Although automated named entity extraction makes it possible to utilize much more of the exploding information available to intelligence analysts today, it also means that a certain number of significant entities will be overlooked, while a certain number of spurious entities will find their way into persistent databases. In this paper, we have demonstrated that using large name data stores with appropriate filtering logic can significantly reduce the number of spurious personal name entities extracted by an extraction system without having any consequential impact on recall. This type of filtering also makes it possible for knowledge workers to create broader rules that will extract a larger number of entities without having to tolerate a significant decrease in precision. Filters using large name data stores should therefore be considered as a valuable tool in improving the overall goal of extracting intelligence from unstructured text.
A number of implementations have been described. Nevertheless, it will be understood that various modifications may be made. For example, a variety of different name extraction algorithms, databases, and filtering algorithms may be used, alone or in conjunction. Further, various different rules may be added to, or modified within, either a name extraction algorithm or a filtering algorithm, for example. Accordingly, other implementations are within the scope of the following claims.

Claims

1. A method comprising:

accessing a source of text that includes names;

providing the source of text as an input for a name extraction algorithm;

extracting a set of potential names from the source of text using the name extraction algorithm;

providing the set of potential names as an input for a post-extraction filtering algorithm;

producing a set of filtered names by filtering the set of potential names against a database of names using the post-extraction filtering algorithm; and

providing the set of filtered names.

2. The method of claim 1 further comprising adjusting the name extraction algorithm to emphasize recall and to deemphasize precision so as to provide a larger set of potential names to the post-extraction filtering algorithm than would be provided without the adjustment.

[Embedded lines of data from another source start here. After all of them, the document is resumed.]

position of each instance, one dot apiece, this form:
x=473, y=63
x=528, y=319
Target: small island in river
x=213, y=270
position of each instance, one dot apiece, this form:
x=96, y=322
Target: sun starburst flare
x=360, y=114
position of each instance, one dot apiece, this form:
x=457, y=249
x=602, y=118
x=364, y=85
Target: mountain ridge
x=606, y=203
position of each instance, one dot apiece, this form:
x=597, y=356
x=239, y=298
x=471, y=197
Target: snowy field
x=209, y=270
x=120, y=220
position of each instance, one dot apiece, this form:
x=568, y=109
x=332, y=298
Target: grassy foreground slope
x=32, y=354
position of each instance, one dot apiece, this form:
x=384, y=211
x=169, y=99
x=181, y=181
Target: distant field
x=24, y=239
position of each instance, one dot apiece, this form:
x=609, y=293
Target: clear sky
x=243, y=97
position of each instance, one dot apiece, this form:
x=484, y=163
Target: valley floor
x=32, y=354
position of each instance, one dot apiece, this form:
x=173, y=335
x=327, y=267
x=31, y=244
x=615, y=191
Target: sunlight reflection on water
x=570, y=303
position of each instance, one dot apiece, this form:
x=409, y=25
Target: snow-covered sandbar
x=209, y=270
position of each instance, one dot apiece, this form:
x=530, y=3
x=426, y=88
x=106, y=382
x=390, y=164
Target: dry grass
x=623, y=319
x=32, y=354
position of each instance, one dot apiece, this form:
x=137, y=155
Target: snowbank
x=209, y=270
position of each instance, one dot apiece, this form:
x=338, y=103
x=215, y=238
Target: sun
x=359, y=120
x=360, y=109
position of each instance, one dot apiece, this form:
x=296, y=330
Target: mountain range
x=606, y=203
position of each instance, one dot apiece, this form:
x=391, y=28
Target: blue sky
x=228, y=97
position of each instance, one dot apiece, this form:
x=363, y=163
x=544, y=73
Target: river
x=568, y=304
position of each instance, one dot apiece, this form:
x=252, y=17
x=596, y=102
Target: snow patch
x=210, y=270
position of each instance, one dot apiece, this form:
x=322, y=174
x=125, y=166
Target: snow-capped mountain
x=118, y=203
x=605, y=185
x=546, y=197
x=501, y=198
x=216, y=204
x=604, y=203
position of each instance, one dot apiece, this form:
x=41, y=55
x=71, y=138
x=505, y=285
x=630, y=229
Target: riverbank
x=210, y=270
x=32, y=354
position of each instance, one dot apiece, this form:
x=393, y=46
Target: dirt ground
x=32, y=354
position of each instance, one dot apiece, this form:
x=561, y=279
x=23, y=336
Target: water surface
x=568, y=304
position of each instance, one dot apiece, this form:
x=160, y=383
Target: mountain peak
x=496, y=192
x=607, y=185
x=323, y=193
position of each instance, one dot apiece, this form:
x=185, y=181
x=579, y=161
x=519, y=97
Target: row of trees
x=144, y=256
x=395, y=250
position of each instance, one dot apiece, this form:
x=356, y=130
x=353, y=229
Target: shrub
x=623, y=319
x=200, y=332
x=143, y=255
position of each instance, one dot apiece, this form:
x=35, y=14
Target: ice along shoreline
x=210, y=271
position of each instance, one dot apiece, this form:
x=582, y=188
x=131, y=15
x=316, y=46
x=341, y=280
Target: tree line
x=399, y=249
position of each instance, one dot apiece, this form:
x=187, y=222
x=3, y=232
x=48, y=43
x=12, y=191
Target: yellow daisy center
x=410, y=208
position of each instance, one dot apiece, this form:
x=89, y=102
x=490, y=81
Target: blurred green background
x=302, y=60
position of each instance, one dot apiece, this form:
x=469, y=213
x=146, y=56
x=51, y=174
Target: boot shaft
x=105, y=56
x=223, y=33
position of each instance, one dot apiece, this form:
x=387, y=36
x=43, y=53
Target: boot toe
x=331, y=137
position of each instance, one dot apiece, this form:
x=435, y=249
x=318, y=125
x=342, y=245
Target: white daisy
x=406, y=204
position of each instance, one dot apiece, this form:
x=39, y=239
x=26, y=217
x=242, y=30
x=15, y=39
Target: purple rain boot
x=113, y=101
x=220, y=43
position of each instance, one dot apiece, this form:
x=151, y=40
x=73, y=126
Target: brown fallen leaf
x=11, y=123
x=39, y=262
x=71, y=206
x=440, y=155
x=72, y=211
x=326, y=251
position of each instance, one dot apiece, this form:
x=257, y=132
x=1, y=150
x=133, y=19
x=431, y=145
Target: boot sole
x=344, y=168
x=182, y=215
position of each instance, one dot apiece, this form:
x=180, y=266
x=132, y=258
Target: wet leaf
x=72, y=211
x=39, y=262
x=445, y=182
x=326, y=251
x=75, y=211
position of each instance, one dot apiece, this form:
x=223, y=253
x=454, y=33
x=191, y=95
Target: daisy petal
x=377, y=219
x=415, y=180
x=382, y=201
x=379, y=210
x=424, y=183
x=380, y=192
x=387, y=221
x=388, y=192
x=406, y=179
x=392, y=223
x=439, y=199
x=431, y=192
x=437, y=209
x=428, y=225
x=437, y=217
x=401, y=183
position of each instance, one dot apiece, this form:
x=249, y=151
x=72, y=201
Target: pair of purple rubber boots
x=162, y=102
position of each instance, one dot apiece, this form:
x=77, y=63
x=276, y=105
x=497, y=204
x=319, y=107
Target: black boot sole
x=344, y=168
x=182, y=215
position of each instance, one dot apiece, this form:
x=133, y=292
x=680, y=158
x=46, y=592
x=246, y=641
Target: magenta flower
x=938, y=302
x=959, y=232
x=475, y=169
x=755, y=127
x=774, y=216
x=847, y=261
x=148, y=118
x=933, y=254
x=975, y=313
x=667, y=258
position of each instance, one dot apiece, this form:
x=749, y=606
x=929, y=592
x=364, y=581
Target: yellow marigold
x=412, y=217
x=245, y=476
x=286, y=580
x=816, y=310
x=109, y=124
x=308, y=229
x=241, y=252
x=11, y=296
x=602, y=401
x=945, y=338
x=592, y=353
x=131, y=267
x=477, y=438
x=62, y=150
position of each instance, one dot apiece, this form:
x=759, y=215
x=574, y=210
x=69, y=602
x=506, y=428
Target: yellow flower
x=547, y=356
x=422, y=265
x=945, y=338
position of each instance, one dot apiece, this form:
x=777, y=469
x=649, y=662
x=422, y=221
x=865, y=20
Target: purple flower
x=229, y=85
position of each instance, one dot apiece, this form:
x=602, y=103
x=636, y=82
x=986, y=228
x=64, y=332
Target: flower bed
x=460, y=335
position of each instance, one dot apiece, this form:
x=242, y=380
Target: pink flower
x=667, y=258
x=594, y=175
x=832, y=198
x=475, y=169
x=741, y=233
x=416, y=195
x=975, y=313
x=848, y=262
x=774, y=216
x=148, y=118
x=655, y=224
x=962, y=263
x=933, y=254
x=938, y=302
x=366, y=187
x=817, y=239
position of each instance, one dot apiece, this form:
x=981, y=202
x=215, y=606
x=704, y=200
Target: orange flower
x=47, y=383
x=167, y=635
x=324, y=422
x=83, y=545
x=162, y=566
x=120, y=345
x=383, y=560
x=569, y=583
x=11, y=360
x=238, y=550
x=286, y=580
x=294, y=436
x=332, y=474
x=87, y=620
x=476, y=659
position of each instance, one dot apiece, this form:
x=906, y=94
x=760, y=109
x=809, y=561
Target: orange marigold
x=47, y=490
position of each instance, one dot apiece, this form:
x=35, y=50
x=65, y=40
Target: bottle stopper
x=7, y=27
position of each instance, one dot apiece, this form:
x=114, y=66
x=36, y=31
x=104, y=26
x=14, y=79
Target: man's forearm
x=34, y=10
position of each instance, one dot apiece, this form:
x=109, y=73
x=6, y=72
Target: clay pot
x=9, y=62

3. The method of claim 2 wherein:

the name extraction algorithm includes a rule for automatically identifying names from within the source of text, and

adjusting the name extraction algorithm comprises broadening the rule so that more text strings satisfy the rule.

4. The method of claim 3 wherein broadening the rule comprises rewriting the rule so that an occurrence of two consecutive names within the source is extracted as a potential name.

5. The method of claim 2 wherein adjusting the name extraction algorithm to emphasize recall and to deemphasize precision comprises adding a rule to the name extraction algorithm for automatically identifying names from within the source of text, wherein the addition of the rule results in the name extraction algorithm being able to extract more text strings as potential names.

6. The method of claim 1 wherein the set of filtered names provides improved recall and improved precision compared with the set of potential names.

7. The method of claim 1 wherein the source of text comprises a source of unstructured text.

8. The method of claim 1 wherein the source of text does not identify text as being a name.

9. The method of claim 1 wherein the database is not used in the extracting of the set of potential names.